Я вообще замечаю: если человеку по утрам бывает скверно, а вечером он полон замыслов и грез, и усилий – он очень дурной, этот человек… Вот уж если наоборот – если по утрам человек бодрится и весь в надеждах, а к вечеру его одолевает изнеможение – это уж точно человек дрянь, деляга и посредственность. Гадок мне этот человек. Не знаю, как вам, а мне гадок. Конечно, бывают и такие, кому одинаково любо и утром, и вечером, и восходу они рады, и заходу они тоже рады – так это уж просто мерзавцы, о них и говорить-то противно. Ну уж, а если кому одинаково скверно и утром, и вечером – тут уж я не знаю, что и сказать, это уж конченый подонок…
Как легко увидеть, здесь шанса не оставлено никому. Но это и есть всеобщий шанс. Охват Ерофеева слишком глобален, чтобы существовать на деле даже теоретически – это его излюбленная философия-обманка.
Великолепен в «Глазами эксцентрика» диалог гениальных болтунов – воображаемая беседа Ерофеева и Розанова.

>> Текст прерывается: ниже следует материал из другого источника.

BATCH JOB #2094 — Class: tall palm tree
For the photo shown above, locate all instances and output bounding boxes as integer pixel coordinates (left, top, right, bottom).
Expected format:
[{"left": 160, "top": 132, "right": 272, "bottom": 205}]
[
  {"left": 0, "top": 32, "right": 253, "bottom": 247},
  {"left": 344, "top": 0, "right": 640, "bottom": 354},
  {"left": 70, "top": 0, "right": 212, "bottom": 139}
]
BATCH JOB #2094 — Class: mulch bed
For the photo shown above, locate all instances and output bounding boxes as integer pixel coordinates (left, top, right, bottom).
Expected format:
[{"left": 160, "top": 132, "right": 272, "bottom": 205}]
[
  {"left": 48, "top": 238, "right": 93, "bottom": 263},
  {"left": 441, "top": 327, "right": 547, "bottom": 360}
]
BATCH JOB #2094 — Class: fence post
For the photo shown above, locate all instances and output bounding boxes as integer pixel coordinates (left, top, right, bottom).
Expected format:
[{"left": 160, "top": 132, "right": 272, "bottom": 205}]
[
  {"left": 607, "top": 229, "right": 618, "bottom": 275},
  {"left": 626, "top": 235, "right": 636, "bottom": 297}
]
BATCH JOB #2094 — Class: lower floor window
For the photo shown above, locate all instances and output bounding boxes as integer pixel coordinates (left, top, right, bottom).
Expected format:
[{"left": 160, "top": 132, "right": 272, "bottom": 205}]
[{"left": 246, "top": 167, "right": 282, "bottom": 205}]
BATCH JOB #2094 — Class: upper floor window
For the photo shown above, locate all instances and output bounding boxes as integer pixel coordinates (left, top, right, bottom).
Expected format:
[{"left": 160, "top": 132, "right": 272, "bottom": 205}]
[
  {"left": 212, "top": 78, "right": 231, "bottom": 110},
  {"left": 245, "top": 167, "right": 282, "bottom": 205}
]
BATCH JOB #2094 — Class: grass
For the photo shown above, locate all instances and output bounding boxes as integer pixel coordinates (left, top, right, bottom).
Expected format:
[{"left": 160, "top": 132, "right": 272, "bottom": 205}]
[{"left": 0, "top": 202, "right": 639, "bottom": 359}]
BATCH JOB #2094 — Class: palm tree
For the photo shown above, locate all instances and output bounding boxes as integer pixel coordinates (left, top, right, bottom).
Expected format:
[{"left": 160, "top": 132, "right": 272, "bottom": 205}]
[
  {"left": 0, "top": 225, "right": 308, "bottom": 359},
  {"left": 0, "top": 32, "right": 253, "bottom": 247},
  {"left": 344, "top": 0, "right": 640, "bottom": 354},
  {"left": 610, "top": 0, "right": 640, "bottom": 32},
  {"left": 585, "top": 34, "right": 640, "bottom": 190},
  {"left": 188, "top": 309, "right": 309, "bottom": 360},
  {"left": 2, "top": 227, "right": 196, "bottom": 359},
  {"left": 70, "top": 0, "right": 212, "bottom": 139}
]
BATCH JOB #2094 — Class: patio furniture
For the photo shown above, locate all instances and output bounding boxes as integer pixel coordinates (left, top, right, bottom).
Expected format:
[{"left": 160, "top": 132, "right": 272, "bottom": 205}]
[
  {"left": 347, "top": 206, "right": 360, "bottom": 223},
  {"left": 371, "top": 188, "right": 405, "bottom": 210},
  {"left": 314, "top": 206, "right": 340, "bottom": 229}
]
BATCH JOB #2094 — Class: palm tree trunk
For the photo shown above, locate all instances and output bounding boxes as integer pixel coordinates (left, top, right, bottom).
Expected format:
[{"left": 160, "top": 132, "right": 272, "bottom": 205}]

Я пересел на стул, предоставив ему свалиться на мое канапе. И в три тысячи слов рассказал ему о том, чего он знать не мог: о ДнепроГЭСе и Риббентропе, Освенциме и Осоавиахиме, об истреблении инфантов в Екатеринбурге, об упорствующих и обновленцах (тут он попросил подробнее, но я подробнее не знал), о Павлике Морозове и о зарезавшем его кулаке Данилке.
Это его раздавило, он почернел и опустился. И только потом опять заговорил: об искривлении путей человеческих, о своем грехе против человека, но не против Бога и церкви, о гефсиманском поте и врожденной вине. А я ему – тоже о врожденной вине и посмертных реабилитациях, о Пекине и о Кизлярских пастбищах, о Таймыре и Нюрнберге, об отсутствии всех гарантий и всех смыслов.
Разница между брянским учителем и владимирским студентом – в опыте: то, что один прозрел, другой прожил. Венедикт Ерофеев – это Василий Розанов, прошедший через Гитлера и Сталина.
Оба горюют об «искривлении путей человеческих», но насколько же конкретнее наш современник. И при этом – насколько же безнадежнее его пафос, даже пародийный. Впрочем, он у Ерофеева пародиен всегда, при всей пронзительной серьезности и трогательном лиризме. Можно сказать, что в Веничке российская ироническая эпоха, начавшаяся в самом конце 50‐х, достигла пика и в известной мере им и закончилась: после вершины спуск уже неинтересен.
И Алексей Маресьев сказал: «У каждого в душе должен быть свой комиссар». А у меня в душе – нет своего комиссара. Нет, разве это жизнь? Нет, это не жизнь, это фекальные воды, водоворот из помоев, сокрушение сердца. Мир погружен во тьму и отвергнут Богом.
Образцовый Ерофеев в этом гротескно-стремительном крещендо отчаяния: от казенного Маресьева – к разговорно-бессмысленному «разве это жизнь?» – к наивно-романному «сокрушению сердца» – и к библейской катастрофе богооставленности.
Ерофеев с мазохистским наслаждением потрясает беспросветностью даже видавшего виды Розанова, когда рассказывает ему о тех, кто в наше время населил землю.